Сенька башкой, то есть головой, вправо-влево
покрутил, провёл ре-ког-но-сци-ровку. Ничего подозрительного не приметил. В
домах тускло светились окошки, где-то пели, из “Каторги” доносился матерный
лай. Хитровка как Хитровка. Даже стыдно сделалось, что столько дней гузкой
тряс, а выражаясь интеллигентно, малодушничал.
Больше осторожничать не стал, повернул прямо
во двор, к Ташкиной двери. Под мышкой нёс свёрток с гостинцами: Ташке новую
гимназическую форму с белым передником для её новой карьеры, щенку Помпошке
теннисный мячик, чахоточной мамке бутыль “Двойной крепкой” (пусть уж упьётся
наконец до смерти, помрёт счастливая и дочерь от себя освободит).

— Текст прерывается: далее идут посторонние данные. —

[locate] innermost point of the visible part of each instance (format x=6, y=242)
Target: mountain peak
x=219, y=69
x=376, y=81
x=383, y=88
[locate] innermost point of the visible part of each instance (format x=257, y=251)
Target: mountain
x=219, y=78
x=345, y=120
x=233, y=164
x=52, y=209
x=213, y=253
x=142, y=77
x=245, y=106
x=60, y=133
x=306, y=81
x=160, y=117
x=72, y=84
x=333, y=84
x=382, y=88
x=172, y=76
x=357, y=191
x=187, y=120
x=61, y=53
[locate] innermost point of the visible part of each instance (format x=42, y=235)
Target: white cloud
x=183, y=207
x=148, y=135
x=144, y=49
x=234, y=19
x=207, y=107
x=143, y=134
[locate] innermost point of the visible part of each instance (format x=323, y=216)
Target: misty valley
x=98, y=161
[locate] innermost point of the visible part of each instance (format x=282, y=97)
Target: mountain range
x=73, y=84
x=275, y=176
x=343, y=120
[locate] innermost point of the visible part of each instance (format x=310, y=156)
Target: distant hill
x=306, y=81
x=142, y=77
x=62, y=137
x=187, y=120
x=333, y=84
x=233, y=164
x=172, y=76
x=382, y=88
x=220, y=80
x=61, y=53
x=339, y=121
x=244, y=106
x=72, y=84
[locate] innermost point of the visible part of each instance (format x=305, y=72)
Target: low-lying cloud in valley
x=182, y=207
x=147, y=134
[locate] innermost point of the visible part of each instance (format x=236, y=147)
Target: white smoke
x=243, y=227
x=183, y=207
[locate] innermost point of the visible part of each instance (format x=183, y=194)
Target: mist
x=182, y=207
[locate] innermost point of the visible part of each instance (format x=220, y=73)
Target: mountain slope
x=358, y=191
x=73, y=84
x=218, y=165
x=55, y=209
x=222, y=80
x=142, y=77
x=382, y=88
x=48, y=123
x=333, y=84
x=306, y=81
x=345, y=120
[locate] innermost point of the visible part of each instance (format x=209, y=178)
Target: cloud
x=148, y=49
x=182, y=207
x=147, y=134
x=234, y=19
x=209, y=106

В единственном окошке торчали цветы, света не
было. Это хорошо. Если бы у Ташки клиент был, то у кровати на тумбочке горела
бы керосиновая лампа под красным абажуром, и занавеска от этого тоже была бы
красная. Значит, не суйся никто, работает девка. А раз темно, значит,
отработала своё, спать легли.
Сенька постучал пальцем в стекло, позвал:
— Таш, это я, Скорик…
Тихо.
Тогда шумнул ещё, погромче, но не так чтоб во
весь голос — все же опасался чужих ушей.
Дрыхли. Даже пуделенок, и тот помалкивал, не
унюхал гостя. Видно, набегался за день.
Скорик зачесал в затылке. Чего делать-то? Не
переключать же трансмиссию на задний ход?
Вдруг видит — а дверь-то чуть-чуть приоткрыта.
Так обрадовался, что даже не спросил себя,
отчего это у Ташки среди ночи засов не задвинут. Будто не на Хитровке живёт.
Шмыгнул внутрь, дверь запер, позвал:
— Таш, проснись! Это я!
Все равно тишина.
Ушли что ли? Куда это среди ночи?
Тут его как пронзило.
Съехали! Случилось у Ташки что-то, вот и
покинула квартеру. (Сенька теперь знал, что правильней говорить “квартира”, но
это когда настоящее жильё, с гардинами и мебелями, а у Ташки-то самая что ни на
есть квартера.)
Но не могло того быть, чтоб она съехала, а
товарищу никакой весточки не оставила.
Сенька нащупал в темноте лампу, полез в карман
за спичками. Зажёг.
И увидел, что никуда Ташка не уехала.
Она лежала, прикрученная к кровати. Пол-лица
залеплено аптекарским пластырем, застывшие глаза яростно смотрят в потолок, а
рубашонка вся порвана и в бурых пятнах.
Кинулся развязывать, а Ташка твёрдая,
холодная. Будто телячья туша в мясницком погребе.
Сел он на пол, прижался лбом к жёсткому
Ташкиному боку и заплакал. Не то чтоб даже от горя или с перепугу, а просто
заплакал и всё — душа захотела. И не думал ни о чем. Всхлипывал, вытирал
ладонью слезы, рукавом сопли, иногда и подвывал.
Плакал пока плакалось — долго. И это ещё ничего
было, а вот когда все слезы вылились, тут стало Сеньке худо.
Он поднял голову и увидел совсем близко
Ташкину руку, прижатую верёвкой к кроватной раме. Пальцы на руке торчали не как
у живых, а во все стороны, словно сучки на ветке, и от этого Скорику сделалось
совсем невмоготу. Он пополз задом, подальше от раскоряченных пальцев, ткнулся
каблуком в мягкое, обернулся.
У стены, на своей всегдашней подстилке, лежала
Ташкина мамка. Глаза у неё были закрыты, а рот, наоборот, разинут, и на
подбородке запеклась кровь.
Некстати подумалось: по-другому он её никогда
и не видал — только на этой вот драной подстилке. Правда, раньше она всё
валялась пьяная, а теперь мёртвая. На рванье жила, на рванье и померла.
Но это уже как бы и не Скорик, а некто другой
за него подумал. Этот самый другой, который и раньше, бывало, себя показывал,
плакать не хотел. Он шепнул: “Не по-божески выйдет, если зверюга, который над
Ташкой такое учинил, останется на свете жить. Ну, жди, гад кровавый, будет тебе
за это от нас с Эраст Петровичем полная справедливость”.
Вот как сказал второй Сенька, дождавшись, пока
первый Сенька отплачется. Правильно сказал.